The next function is the aggregation, which checks if the feature is continous, and will band it beforehand if so.

def aggregate_frequency_df(
        df, 
        feature, 
        continous_feature_config, 
        claim_count = 'ClaimCount', 
        exposure = 'Exposure', 
        prediction = 'ClaimCountPrediction'
    ):

    """
    Aggregate frequency data by the specified feature.

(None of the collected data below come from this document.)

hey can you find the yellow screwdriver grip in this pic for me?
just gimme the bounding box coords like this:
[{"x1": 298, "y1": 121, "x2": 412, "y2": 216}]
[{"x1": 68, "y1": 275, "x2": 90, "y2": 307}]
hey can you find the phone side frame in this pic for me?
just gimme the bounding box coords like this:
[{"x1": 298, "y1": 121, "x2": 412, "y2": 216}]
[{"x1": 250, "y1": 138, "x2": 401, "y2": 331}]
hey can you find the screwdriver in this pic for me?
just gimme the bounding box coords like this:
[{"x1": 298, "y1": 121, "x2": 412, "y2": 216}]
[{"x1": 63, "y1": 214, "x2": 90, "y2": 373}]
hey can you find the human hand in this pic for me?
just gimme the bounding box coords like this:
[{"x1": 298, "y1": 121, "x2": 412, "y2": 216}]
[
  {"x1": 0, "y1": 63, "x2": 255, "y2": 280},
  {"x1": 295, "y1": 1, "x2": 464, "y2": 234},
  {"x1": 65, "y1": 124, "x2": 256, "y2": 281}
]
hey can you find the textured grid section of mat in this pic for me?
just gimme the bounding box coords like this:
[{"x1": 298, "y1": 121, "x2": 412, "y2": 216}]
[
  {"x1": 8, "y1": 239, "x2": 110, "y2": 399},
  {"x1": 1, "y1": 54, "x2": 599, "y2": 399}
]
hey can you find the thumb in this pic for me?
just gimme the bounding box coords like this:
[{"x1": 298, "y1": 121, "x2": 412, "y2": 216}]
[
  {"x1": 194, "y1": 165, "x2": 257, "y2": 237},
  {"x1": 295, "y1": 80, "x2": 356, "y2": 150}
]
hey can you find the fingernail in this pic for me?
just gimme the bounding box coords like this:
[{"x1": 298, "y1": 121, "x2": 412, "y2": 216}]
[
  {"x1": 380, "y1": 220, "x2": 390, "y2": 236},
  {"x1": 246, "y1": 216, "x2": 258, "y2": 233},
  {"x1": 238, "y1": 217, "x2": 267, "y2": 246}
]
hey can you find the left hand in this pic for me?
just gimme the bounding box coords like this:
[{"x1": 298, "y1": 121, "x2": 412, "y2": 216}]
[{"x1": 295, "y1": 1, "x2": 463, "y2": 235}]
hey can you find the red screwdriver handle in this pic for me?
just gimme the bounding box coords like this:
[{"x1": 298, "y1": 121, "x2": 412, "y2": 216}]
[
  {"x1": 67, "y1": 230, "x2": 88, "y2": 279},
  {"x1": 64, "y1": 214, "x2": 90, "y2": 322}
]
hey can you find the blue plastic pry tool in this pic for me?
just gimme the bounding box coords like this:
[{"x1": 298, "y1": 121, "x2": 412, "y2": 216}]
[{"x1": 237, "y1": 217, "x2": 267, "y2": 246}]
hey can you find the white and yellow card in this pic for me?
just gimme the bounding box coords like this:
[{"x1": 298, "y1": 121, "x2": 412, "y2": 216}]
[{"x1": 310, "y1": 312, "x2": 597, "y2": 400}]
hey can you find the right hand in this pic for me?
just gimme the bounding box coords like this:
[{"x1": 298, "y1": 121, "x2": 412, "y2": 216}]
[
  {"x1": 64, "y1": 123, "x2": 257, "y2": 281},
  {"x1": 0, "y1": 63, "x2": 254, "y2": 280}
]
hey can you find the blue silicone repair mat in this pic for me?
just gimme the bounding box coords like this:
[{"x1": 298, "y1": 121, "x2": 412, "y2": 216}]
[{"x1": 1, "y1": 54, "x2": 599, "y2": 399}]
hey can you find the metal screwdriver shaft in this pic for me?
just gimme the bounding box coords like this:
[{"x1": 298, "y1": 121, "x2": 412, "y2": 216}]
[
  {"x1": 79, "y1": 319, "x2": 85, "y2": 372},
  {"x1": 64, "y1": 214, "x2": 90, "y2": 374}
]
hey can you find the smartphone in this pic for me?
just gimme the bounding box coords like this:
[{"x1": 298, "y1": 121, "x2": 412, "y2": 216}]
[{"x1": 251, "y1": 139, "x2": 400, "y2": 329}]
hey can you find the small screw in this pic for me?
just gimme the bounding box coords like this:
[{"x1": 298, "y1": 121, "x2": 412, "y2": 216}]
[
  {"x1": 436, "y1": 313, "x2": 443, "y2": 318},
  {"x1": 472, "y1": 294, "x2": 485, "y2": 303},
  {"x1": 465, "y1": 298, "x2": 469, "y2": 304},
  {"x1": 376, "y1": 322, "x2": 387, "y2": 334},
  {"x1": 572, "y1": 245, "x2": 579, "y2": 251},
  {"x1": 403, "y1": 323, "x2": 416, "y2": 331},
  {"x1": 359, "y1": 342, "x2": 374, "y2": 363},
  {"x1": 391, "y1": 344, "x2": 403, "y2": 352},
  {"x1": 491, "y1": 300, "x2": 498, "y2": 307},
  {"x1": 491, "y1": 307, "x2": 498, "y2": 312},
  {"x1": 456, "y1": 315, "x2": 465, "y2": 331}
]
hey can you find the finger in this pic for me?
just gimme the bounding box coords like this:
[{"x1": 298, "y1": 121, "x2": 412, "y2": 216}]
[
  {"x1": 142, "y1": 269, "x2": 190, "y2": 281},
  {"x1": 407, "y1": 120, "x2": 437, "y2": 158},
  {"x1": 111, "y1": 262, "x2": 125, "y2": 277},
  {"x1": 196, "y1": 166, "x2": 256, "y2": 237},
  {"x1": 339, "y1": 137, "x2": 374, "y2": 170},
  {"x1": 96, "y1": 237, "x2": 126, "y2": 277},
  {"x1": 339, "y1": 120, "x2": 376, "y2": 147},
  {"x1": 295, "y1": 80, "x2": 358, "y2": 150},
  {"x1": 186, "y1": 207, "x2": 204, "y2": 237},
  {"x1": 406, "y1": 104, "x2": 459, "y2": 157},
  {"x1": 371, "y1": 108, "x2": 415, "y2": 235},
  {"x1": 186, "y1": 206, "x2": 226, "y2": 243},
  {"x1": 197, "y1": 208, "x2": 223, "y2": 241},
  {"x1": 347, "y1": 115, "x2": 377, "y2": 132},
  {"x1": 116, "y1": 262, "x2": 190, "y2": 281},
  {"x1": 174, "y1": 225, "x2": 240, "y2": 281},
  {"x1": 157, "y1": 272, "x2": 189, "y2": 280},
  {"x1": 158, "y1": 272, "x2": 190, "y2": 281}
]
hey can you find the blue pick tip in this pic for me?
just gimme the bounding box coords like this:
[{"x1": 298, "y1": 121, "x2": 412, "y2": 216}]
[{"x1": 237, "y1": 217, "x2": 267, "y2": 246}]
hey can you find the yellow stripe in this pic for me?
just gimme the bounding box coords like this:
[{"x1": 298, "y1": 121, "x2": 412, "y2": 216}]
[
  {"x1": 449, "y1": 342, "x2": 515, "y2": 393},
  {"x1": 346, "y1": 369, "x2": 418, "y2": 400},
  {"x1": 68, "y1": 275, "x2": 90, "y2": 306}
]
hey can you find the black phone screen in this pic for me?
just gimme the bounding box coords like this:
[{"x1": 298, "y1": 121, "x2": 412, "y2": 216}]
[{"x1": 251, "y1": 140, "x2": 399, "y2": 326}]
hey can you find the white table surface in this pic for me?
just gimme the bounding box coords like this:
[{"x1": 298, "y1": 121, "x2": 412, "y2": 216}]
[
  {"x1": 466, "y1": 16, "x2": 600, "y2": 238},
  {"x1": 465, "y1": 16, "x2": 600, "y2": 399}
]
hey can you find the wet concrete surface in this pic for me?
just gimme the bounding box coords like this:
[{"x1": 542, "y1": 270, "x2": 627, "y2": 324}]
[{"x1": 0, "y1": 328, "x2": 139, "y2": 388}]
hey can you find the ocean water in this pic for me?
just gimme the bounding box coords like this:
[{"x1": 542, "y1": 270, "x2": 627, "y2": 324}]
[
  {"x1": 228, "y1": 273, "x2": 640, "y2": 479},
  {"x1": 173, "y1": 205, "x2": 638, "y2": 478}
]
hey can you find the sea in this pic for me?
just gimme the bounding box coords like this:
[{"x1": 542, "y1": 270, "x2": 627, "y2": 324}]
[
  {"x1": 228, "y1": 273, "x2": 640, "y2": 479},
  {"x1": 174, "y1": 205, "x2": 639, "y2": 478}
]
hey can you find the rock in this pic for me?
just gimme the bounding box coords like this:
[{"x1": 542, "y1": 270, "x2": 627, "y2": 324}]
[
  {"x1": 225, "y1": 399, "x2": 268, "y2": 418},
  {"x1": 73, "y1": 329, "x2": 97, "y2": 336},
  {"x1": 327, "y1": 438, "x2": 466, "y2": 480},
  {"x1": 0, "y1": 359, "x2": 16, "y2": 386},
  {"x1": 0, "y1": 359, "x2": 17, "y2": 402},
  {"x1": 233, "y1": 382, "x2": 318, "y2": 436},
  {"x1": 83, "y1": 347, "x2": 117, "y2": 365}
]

    If continous, bands feature using provided configuration.

    Args:
        df (pl.DataFrame): The input DataFrame.
        feature (str): The name of the feature to aggregate by.
        continous_feature_config (dict): Configuration for continuous features.
        claim_count (str): The name of the claim count column.
        exposure (str): The name of the exposure column.
        prediction (str): The name of the prediction column.

    Returns:
        pl.DataFrame: The aggregated frequency DataFrame.
    """

    if feature in continous_feature_config:
        lower_bound = continous_feature_config.get(feature).get('min')
        upper_bound = continous_feature_config.get(feature).get('max')
        step_size = continous_feature_config.get(feature).get('step')

        df = band_continous(df, feature, lower_bound, upper_bound, step_size)

    aggregated_df = (
        df
        .group_by(feature)
            .agg(
                pl.col(exposure).sum(), 
                pl.col(claim_count).sum(), 
                pl.col(prediction).sum()
            )
        .with_columns(Frequency=pl.col(claim_count)/pl.col(exposure))
        .with_columns(FrequencyPrediction=pl.col(prediction)/pl.col(exposure))
        .sort(feature)
    )

    return aggregated_df

Creating a table

from great_tables import GT

def create_frequency_table(
    df, 
    feature, 
    frequency = 'Frequency', 
    exposure = 'Exposure', 
    prediction = 'FrequencyPrediction', 
    experiment = 'Not Logged'
    ):

    return (
        GT(df)
        .tab_header(
            title=f'Frequency - Actual vs Predicted - {factor}',
        )
        .tab_stub(rowname_col=factor)
        .tab_source_note(source_note=f'Trained on experiment: {experiment}')
        .tab_stubhead(label=factor)
        .fmt_integer(columns=exposure)
        .fmt_percent(columns=[frequency, prediction], decimals=1)
        .data_color(
            columns=[frequency, prediction],
            palette=["#63BE7B", "#FFEB84", "#F8696B"]
        )
        .cols_move(columns=prediction, after=frequency)
    )

The frequency tables can be easily created with the above functions.

feature = 'Area'
aggregated_data = aggregate_frequency_df(holdout, feature, continous_feature_config)
create_frequency_table(aggregated_data, feature)

This can be easily applied to other features:

feature = 'DrivAge'
aggregated_data = aggregate_frequency_df(holdout, feature, continous_feature_config)
create_frequency_table(aggregated_data, feature)

To create a table for every feature, the functions can be placed in a list.

for feature in features:
    aggregated_data = aggregate_frequency_df(holdout, feature, continous_feature_config)
    create_frequency_table(aggregated_data, feature)

This technique is utilised in the PDF section.